Türkiye halkına sesleniş.
Biz Tataristan milli hareket temsilcileri ve Türkiye’nin kaderine bitaraf kalmayan insanlar, kardeş Türkiye halkına bir çağnda bulunuyorus. Türkiye kaderini derinden etkileyecek bir yol ayrımında bulunmaktadır. Eğer Avrupa birliğine girerse Türkiye’yi neler bekliyor? İşsizlik azalıp ülkenize bolluk mu gelecek? Bir dam altında hristyan çoğunluk eden yerde türk müslümanları temel olabilir mi?
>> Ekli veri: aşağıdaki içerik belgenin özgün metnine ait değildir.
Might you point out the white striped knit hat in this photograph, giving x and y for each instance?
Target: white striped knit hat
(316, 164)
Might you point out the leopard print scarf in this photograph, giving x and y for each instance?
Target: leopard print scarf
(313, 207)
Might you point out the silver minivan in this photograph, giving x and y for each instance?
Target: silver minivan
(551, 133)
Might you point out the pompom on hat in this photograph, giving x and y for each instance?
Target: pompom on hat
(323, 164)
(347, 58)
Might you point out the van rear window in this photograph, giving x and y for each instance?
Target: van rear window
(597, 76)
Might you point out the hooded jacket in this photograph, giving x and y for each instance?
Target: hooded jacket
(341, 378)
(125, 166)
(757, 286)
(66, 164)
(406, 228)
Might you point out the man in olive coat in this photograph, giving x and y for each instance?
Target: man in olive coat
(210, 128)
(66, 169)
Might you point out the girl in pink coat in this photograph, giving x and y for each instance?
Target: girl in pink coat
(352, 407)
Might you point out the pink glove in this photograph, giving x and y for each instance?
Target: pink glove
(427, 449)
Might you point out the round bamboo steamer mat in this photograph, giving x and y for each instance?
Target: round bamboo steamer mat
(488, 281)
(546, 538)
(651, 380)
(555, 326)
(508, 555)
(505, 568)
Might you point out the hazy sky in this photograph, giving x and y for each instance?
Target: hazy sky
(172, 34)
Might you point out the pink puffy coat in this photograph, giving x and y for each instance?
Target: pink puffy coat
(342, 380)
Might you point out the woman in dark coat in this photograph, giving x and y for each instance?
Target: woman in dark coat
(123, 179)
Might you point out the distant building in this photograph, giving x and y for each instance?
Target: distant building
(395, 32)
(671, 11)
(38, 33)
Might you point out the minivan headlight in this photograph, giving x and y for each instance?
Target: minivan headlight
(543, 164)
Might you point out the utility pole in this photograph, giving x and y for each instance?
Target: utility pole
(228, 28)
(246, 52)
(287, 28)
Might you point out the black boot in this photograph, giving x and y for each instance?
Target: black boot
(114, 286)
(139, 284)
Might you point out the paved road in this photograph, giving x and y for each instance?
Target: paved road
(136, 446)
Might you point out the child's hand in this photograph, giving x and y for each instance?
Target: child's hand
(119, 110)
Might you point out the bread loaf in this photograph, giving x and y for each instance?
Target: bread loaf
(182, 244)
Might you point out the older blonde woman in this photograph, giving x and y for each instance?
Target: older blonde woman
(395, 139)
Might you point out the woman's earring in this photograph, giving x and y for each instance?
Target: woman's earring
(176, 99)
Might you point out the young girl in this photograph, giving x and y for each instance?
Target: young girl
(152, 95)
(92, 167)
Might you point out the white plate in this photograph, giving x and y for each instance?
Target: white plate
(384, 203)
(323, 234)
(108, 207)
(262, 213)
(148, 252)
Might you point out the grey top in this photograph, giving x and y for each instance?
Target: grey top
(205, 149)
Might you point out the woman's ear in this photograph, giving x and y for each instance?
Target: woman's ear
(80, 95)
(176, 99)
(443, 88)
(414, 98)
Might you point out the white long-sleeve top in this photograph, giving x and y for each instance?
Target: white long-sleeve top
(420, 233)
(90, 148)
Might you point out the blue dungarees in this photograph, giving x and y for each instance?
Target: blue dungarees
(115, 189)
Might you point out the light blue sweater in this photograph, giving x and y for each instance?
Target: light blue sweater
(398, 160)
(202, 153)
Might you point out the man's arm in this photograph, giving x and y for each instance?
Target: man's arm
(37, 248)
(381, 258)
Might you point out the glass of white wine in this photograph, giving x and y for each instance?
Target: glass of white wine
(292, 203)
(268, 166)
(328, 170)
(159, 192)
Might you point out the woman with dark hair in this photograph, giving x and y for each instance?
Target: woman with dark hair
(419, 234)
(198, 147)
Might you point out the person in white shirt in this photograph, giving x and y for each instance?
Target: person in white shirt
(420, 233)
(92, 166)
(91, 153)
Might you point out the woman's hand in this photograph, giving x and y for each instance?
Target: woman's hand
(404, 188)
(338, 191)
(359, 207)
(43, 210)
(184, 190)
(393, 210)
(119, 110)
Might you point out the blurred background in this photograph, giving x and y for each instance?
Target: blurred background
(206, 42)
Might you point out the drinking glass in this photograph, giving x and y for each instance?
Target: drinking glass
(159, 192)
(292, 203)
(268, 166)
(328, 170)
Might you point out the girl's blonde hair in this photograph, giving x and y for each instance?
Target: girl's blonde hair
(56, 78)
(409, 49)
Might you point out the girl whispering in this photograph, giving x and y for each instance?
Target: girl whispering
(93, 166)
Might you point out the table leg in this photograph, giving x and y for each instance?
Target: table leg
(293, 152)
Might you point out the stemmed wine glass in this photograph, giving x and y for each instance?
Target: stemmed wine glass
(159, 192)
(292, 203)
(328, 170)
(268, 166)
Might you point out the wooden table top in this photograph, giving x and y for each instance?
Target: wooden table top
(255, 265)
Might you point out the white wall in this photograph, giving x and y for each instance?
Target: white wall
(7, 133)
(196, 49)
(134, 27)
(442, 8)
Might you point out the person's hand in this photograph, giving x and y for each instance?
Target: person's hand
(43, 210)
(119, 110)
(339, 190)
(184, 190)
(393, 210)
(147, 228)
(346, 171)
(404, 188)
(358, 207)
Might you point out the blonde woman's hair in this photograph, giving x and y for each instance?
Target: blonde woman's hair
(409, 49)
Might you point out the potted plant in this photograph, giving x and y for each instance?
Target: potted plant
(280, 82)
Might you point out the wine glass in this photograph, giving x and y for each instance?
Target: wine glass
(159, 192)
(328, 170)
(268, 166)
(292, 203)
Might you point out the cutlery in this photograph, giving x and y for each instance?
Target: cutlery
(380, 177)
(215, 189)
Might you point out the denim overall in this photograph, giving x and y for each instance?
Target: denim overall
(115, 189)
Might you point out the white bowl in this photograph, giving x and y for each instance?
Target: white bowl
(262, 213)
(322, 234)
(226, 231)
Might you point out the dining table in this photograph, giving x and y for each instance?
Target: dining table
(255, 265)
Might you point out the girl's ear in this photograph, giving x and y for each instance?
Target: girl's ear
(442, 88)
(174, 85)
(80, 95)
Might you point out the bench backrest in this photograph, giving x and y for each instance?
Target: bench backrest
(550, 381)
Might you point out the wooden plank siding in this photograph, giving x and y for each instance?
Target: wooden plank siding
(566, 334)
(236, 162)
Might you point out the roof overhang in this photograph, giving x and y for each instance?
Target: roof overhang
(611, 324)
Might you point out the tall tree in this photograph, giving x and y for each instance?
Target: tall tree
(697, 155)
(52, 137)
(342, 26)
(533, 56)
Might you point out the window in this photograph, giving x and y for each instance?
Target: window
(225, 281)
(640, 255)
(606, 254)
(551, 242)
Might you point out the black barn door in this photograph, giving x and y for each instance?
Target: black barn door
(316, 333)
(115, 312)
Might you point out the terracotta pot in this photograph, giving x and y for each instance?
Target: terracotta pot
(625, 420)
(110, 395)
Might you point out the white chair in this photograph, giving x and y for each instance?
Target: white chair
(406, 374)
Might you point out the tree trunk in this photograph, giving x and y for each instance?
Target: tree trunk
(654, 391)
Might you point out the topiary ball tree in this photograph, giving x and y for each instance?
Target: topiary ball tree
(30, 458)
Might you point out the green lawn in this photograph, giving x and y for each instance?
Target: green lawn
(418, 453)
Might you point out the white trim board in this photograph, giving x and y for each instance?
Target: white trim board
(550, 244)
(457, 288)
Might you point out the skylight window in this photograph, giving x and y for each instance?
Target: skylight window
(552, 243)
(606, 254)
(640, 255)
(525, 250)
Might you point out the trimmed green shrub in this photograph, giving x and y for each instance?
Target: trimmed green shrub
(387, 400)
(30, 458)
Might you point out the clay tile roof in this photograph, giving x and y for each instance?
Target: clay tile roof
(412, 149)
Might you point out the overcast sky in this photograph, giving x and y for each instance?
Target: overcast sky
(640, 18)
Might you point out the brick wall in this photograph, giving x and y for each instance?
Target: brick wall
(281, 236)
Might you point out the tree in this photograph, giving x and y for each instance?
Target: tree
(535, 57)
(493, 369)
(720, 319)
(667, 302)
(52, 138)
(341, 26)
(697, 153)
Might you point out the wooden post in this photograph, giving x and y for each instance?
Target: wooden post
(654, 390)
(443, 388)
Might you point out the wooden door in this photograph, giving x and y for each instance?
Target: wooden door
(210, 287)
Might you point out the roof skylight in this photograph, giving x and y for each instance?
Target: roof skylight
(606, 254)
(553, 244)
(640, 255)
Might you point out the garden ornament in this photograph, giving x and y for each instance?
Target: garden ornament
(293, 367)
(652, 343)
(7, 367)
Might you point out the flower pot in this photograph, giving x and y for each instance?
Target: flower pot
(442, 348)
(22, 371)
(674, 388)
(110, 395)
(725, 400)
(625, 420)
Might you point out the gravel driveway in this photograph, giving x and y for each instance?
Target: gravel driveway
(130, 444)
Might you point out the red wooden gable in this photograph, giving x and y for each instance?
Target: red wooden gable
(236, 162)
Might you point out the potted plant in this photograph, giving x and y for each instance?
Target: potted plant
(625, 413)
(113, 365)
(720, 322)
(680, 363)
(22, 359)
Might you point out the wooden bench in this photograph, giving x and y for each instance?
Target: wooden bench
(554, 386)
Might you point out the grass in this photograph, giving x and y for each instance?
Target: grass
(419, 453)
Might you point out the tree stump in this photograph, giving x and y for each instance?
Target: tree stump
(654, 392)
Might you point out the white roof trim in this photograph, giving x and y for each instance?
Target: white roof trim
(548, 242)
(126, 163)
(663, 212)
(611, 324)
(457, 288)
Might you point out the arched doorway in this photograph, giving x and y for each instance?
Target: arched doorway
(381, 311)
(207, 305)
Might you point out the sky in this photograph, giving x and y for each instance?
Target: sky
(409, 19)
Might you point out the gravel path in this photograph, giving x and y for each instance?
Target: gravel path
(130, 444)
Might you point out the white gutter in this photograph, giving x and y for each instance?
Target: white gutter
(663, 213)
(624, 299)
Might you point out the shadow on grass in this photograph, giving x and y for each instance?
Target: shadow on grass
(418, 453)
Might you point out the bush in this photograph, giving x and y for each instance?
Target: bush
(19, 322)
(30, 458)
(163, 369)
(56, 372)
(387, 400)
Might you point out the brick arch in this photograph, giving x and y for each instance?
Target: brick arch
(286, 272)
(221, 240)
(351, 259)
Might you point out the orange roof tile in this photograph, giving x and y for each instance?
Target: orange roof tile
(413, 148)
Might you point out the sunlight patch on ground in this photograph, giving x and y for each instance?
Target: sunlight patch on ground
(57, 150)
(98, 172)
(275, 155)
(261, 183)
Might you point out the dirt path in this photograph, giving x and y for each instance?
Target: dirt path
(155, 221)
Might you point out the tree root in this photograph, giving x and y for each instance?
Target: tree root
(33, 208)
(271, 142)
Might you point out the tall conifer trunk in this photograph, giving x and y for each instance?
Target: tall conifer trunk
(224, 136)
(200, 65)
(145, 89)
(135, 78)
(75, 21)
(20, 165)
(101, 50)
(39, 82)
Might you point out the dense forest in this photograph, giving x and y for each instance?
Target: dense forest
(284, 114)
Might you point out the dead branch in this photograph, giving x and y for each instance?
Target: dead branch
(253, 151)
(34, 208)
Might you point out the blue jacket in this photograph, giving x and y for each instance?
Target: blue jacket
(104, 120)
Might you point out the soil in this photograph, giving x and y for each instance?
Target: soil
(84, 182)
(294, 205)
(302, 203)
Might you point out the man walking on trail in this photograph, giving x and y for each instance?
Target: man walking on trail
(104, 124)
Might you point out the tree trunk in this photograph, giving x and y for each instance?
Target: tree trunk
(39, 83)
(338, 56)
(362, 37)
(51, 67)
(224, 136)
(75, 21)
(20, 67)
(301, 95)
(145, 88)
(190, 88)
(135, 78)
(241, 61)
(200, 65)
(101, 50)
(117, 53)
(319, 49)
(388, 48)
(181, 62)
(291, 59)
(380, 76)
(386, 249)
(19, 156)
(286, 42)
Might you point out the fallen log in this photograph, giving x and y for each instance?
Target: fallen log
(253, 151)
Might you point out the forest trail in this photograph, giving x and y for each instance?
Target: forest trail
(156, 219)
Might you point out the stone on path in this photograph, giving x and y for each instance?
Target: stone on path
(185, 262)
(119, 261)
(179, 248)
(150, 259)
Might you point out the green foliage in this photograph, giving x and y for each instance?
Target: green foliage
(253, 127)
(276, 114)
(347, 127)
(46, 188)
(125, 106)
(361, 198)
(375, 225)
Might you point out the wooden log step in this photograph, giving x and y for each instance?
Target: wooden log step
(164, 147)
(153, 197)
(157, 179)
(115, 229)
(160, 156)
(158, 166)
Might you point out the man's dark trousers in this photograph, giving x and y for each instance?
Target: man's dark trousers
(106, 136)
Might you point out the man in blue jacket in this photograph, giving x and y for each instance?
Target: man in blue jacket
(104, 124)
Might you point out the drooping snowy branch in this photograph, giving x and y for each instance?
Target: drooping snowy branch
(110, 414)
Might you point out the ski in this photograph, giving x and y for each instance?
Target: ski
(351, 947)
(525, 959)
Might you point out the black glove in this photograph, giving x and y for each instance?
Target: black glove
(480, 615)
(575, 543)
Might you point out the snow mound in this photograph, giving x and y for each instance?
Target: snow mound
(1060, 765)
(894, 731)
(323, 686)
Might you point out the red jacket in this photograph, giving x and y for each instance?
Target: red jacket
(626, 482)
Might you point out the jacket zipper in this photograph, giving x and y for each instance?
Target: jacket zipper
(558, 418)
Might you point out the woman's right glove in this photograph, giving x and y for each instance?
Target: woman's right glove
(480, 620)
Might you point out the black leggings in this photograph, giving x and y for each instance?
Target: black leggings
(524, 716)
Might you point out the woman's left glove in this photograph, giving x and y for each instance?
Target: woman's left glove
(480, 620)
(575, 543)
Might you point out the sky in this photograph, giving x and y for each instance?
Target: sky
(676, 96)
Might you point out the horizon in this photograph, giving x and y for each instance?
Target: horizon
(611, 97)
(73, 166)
Türk dünyası ile irtibatı güçlenir mi? Ve irtibatlar Avrupa iktidarına geçmesmi? (eger irtibat kalırsa!?). Devletin iç huzuru bozulmaz mı?
Gayet ciddi sorunlar. Ama bugünkü hukümet bunu çok rahat hal etti gibi, bu sorunları Avropa birliğine teslim etti. Artık kafa yormaya gerek yok. Avropa birliğinin hem ğücü, hem aklı, yüz yıla uzanan gizli hedefleri de var. Türkiyenin beslediği umudu ‘olumlu’ bir şekilde hal edeceğine bizim şüphemiz yok. Bunun için tariha bir göz atmak yeterli.
Bir devletin doğru yaşama ve geleceği ile ilgili plan kurması için kendi tarihini bilmesi lazım. Bir ülkeyi yönetmek ve onun iç ve diğer devletlere dış siyasetini planlanmak için genelde onun tüm tarihi hesaba alınır. Tüm halkların mentalitesi, diplomasisi ve savaş sürme tarzı binlerce senedir devam ettigi uzmanlarca malumdur.
Orta çağ tarihine bir bakalım. XI asrın başında Papalik, Avrupa’nın tüm halklarını bir haçlı bayrağı altına toplayarak Yakın Doğunun fethine ğonderdi. Dalga-dalga gelmiş tüm haçlı seferleri Memlüklü ve Selçuklu Türkleri tarafından tar u mar edildi. Sırf Türkler sayesinde biz bugün Yakın Doğu’yu ve Anadolu’yu Hristian değil Müslüman olorak görüyoruz. Bu topraklar Türklerin ve Arapların kaldi. Bu topraklar Avrupa’nın bir devamı olmadı, Amerika, Kanada ve Avusutralya gibi avrupalıların yoğun bir şekilde yerleşme yeri olmadı. Evet, Türkler dünya ölçesinde kahramanlık ğosterdiler.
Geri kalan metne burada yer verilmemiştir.